Getting Ready, Part 3

Good Morning!


Yesterday, we finished our mini-series in Matthew 25 by looking at the famous (and controversial) section often entitled The Sheep and the Goats. (You can find it here for easy reference).


One way of looking at it is that the passage works on at least three levels.


The first level is as a general encouragement / warning to help those who need it. The writer to the Hebrews says that in welcoming strangers, some people have entertained angels unaware.


The second level is by noticing that the specific people Jesus talks about the importance of welcoming are "these brothers and sisters of mine, even the least of them". The only people in Matthew who Jesus ever calls his brothers and sisters are those who follow him (Matt 12:47-50 is a good example). Ditto with those Jesus calls "little" or "least" - it's always those who follow him. Jesus is talking specifically here about the importance of helping other believers.


He even says that's how he can tell who really loves him – it's the people who love his family. That's not saying that we need to stoke up our love for other Christians; it's saying that love for other Christians naturally flows out of loving Jesus.
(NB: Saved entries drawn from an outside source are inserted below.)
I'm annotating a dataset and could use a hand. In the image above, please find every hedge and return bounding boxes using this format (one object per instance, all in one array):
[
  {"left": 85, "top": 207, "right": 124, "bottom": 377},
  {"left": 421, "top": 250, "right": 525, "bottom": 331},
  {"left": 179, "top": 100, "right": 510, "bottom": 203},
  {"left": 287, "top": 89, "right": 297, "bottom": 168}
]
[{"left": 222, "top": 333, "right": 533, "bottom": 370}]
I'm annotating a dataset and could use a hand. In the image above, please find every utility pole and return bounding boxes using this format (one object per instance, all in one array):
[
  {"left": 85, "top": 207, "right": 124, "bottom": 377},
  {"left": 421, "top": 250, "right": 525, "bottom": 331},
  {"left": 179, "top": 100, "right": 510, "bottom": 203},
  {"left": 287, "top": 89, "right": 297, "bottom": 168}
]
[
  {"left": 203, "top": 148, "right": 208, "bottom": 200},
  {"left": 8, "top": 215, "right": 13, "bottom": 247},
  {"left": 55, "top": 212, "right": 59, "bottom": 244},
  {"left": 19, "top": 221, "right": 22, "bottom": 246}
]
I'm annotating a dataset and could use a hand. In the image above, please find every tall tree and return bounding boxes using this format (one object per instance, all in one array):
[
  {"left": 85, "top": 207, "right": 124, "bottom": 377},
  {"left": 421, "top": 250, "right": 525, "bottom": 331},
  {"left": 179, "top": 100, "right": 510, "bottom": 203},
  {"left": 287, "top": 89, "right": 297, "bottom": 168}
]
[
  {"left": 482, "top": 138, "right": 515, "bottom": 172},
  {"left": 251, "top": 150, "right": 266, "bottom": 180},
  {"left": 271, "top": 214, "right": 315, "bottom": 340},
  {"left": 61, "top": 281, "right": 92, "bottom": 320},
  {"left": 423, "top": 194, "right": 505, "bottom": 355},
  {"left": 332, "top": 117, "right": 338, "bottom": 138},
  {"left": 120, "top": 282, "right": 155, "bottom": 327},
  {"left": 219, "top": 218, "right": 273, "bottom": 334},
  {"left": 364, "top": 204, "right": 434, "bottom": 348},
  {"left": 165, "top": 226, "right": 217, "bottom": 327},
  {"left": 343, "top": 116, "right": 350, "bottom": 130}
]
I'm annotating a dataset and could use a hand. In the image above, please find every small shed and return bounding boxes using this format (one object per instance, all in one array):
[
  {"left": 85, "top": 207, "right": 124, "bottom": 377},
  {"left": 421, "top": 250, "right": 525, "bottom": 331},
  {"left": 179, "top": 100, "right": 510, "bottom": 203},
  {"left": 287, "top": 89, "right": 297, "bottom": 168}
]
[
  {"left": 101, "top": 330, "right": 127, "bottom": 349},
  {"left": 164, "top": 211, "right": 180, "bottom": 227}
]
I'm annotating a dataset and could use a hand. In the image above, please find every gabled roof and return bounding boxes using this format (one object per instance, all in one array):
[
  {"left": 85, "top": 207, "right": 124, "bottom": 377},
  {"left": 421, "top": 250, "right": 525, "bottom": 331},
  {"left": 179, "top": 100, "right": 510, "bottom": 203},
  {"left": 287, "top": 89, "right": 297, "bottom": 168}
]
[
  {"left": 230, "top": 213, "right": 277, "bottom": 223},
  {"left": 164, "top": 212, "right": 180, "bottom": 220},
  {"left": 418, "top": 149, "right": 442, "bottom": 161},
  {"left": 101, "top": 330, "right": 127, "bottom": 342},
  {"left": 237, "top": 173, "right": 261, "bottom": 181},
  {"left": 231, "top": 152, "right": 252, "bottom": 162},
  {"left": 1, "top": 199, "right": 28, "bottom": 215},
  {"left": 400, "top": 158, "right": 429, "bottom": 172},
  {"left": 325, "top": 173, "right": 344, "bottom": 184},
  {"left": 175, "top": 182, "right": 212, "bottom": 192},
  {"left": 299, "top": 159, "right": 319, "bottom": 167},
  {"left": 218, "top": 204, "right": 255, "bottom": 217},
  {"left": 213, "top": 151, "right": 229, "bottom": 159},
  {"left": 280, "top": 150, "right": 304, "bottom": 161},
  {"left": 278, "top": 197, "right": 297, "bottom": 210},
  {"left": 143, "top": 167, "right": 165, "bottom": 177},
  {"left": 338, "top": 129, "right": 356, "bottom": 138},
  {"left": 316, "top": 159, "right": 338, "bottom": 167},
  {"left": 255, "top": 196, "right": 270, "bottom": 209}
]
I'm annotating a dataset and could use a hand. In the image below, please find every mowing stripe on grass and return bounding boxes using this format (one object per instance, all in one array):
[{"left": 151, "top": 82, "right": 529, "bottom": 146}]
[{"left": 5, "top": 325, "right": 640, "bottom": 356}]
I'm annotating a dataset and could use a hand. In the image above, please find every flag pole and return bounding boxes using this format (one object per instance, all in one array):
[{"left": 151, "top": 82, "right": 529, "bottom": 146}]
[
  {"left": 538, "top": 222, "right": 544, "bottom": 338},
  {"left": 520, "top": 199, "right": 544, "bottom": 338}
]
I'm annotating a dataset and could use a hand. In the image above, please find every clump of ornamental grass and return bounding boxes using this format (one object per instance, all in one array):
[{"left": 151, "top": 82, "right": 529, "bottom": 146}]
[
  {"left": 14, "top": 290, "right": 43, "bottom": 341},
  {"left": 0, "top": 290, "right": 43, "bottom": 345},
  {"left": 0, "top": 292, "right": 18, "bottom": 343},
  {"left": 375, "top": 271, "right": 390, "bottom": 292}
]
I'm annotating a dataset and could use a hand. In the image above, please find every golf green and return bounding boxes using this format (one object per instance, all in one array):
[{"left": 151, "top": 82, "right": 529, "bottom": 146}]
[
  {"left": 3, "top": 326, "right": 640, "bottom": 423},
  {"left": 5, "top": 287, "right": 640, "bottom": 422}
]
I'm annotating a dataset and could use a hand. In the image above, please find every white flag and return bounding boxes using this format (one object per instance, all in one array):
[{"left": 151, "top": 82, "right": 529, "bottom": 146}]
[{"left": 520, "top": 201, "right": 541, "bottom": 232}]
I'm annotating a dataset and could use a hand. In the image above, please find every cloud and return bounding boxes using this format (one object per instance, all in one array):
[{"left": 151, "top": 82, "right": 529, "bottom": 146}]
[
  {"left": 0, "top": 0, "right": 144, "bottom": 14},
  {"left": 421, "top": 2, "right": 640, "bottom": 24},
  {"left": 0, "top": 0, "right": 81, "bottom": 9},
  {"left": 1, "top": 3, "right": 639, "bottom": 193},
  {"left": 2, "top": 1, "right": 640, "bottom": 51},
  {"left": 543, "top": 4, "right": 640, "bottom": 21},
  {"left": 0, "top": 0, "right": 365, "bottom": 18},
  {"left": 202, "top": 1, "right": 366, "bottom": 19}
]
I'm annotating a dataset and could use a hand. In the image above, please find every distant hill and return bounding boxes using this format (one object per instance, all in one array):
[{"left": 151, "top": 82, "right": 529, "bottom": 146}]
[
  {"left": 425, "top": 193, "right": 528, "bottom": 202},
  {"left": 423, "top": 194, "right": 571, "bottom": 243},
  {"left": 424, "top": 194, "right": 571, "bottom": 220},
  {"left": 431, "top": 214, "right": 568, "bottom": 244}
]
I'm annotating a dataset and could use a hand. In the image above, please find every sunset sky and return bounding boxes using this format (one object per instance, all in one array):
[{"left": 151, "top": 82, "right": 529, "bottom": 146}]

If we don't love other Christians, we need to focus on our relationship with Jesus and on making sure we really love him. (Of course, that doesn't mean we have to like other Christians all the time, but we keep on loving them as family...)


I'm not saying for one moment we shouldn't and help love non-Christians too, or that we need to feel responsible for the fact that we can't help everyone all the time. Galatians 6:10 is a really helpful verse for keeping perspective.


Therefore, as we have opportunity, let us do good to all people, especially to those who belong to the family of believers.


One of the most encouraging things about my job comes from seeing Christians doing good to each other, often behind the scenes, not for praise or admiration, but out of love for God.


But the third level of reading the passage comes from seeing that Jesus is speaking to his disciples here, and asking where they fit into the story he tells. They aren't the big crowd of all the nations/Gentiles, but they aren't bystanders either. They are the key exhibit in the trial. Jesus points to them and says "these brothers and sisters of mine".


Jesus sends us out into the world not as people who have it all sorted, but as people who get hungry and sick, who need feeding and clothing. And he goes with us, so that when people persecute us, they persecute him (e.g. Acts 9:4), when they welcome us they welcome him, when they make fun of us, they make fun of him. People's response to us is their response to Jesus. No-one can truthfully say "I love Jesus, but not Christians".


And as people welcome us, so we share more and more of Jesus with them, and so they come to welcome him into their lives in name as well as in deed.

May we know God going with us this week, equipping us for his service!